Die Börse in Tokio schloss in Folge positiver Vorgaben aus Europa und den USA fester. Der Nikkei-Index für 225 führende Werte stieg um 78,88 Punkt oder 0,39 Prozent auf den Stand von 20.551,46 Zählern. Damit hat der Nikkei erstmals seit mehr als 27 Jahren an zehn Handelstagen in Folge zugelegt. Der bisherige Rekord liegt bei 13 Gewinntagen in Serie aus dem Jahr 1988. Der breit gefasste Topix verbesserte sich um 11,43 Punkte oder 0,69 Prozent auf 1672,76 Punkte.

Ein böses Erwachen erlebten dagegen die rallygewohnten Anleger an der Börse in Schanghai. Der Shanghai-Composite brach um knapp 6,5 Prozent auf 4.623 Punkte ein. Vom Tageshoch knapp unter der psychologisch bedeutsamen 5.000er Marke kam der Index sogar um 7,2 Prozent zurück, nachdem er in den vergangenen sieben Tagen immer gestiegen war und auch in den vergangenen Wochen fast nur den Weg nach oben kannte. Angesichts eines Anstiegs seit Jahresbeginn bis zu dem Absturz am Donnerstag um 53 Prozent galt der Markt schon lange als reif für eine Korrektur. Es war das zweitgrößte Tagesminus im laufenden Jahr. Am 19. Januar waren die Kurse um 7,7 Prozent abgestürzt.

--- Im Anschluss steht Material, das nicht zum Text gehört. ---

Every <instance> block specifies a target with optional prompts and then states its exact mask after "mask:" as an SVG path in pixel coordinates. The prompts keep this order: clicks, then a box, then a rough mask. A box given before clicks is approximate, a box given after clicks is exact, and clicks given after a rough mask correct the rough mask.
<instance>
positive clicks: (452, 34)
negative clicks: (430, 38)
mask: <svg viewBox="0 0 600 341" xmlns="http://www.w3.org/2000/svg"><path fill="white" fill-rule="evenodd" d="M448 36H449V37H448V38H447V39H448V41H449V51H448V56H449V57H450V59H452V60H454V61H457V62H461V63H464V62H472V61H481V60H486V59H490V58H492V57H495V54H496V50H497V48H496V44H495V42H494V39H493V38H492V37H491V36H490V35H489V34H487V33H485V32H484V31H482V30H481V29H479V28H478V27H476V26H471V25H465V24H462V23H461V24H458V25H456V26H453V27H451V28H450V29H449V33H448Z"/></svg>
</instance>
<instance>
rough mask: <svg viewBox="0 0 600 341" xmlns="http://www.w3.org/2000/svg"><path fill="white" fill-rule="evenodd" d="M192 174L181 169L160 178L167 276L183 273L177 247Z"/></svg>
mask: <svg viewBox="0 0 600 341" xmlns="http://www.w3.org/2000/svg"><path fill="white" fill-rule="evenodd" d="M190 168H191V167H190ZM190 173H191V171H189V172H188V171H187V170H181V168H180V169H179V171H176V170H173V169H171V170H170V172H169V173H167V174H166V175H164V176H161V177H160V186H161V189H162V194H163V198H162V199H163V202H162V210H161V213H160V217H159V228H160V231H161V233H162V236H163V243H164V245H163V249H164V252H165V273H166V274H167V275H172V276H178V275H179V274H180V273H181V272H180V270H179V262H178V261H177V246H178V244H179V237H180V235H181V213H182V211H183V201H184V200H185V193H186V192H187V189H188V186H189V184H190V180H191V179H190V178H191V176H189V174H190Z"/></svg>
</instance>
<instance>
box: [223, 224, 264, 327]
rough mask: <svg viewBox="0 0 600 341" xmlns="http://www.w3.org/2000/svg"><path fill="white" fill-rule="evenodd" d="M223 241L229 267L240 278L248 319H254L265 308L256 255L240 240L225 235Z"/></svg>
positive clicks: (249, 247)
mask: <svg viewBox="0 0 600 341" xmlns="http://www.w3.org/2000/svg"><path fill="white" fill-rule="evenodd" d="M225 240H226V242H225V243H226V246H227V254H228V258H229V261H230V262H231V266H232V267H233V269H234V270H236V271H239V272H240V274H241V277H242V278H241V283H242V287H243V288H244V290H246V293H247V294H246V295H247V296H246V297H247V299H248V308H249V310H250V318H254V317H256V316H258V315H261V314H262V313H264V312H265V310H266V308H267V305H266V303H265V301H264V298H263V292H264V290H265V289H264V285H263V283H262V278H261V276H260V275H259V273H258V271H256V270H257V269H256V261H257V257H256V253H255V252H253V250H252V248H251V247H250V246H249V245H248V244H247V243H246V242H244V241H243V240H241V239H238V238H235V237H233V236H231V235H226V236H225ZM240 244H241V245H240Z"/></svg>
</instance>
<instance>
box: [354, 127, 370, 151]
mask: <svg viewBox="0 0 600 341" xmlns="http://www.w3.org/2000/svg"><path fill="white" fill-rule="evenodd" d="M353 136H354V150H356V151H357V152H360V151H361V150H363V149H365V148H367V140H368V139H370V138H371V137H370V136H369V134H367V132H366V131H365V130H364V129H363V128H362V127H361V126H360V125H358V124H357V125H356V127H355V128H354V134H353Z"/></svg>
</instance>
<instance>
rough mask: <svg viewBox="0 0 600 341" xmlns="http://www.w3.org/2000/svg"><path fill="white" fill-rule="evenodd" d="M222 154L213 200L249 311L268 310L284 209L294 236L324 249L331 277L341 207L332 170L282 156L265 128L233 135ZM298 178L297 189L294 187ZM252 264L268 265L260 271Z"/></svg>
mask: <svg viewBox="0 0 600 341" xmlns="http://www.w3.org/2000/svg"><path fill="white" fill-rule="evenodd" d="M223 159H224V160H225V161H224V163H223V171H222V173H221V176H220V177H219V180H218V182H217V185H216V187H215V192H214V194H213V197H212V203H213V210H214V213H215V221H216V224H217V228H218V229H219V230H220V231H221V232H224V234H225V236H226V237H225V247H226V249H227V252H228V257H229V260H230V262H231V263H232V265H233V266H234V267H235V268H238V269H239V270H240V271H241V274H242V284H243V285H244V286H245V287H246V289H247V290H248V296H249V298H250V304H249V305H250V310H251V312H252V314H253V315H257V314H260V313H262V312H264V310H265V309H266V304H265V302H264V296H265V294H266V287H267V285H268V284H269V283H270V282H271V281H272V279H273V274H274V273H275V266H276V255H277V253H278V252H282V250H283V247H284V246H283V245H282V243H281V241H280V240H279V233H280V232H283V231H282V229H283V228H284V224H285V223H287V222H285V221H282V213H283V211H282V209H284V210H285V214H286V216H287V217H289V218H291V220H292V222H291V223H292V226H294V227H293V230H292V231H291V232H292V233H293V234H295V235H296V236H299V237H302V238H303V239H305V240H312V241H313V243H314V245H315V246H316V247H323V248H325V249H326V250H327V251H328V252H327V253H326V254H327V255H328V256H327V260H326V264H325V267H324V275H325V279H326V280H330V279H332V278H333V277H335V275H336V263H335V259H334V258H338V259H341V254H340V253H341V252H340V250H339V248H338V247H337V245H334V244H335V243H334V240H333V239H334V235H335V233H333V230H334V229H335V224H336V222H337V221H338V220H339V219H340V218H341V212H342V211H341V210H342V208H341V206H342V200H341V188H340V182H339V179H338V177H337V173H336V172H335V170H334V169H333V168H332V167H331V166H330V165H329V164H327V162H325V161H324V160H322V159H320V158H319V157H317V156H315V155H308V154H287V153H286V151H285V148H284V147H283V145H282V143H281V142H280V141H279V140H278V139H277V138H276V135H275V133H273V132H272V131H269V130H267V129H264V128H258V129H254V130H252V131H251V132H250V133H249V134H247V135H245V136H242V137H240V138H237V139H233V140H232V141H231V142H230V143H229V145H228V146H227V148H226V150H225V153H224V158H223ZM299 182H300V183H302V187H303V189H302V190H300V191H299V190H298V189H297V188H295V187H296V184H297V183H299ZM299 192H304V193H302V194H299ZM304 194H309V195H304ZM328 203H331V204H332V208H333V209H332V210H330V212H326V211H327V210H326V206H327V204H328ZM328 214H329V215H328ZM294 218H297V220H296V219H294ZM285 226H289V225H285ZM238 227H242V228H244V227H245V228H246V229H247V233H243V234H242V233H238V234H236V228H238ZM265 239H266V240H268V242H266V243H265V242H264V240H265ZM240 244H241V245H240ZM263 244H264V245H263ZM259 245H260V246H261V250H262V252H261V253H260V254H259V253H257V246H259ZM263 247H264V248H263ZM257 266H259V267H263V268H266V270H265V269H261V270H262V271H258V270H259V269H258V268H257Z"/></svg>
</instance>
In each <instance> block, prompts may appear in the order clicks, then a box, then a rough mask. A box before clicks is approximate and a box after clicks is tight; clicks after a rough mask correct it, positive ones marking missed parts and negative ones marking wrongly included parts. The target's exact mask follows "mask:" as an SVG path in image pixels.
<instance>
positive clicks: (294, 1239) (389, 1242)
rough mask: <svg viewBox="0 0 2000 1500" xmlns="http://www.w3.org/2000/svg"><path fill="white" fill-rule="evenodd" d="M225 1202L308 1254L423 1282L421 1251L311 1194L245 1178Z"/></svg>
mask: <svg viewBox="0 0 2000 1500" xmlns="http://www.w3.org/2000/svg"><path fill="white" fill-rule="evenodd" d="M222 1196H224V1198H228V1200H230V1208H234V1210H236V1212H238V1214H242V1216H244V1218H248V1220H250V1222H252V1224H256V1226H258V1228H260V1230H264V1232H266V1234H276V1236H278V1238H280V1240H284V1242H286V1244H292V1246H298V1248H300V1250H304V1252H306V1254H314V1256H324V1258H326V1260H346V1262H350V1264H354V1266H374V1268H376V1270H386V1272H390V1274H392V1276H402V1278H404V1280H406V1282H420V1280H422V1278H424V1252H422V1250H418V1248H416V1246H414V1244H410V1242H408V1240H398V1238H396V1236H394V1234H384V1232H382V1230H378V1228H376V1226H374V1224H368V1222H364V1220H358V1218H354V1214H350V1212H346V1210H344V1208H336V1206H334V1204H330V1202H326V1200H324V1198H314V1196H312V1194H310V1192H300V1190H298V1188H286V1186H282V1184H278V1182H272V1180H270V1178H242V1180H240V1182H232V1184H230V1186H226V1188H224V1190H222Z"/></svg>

Auslöser für den Kursrutsch waren Marktteilnehmern zufolge Anteilsverkäufe an zwei staatlich kontrollierten Banken durch einen chinesischen Vermögensfonds und strengere Nachschusspflichten einiger chinesischer Handelshäuser für kreditfinanzierte Aktiengeschäfte. Dass die Central Huijin Investment Anteile an der Industrial and Commercial Bank of China (ICBC) und an der China Construction Bank verkauft, wurde zwar bereits am Dienstag bekannt, in Foren auf chinesischen Webseiten sei das Thema aber erst am Donnerstag hochgekocht, hieß es.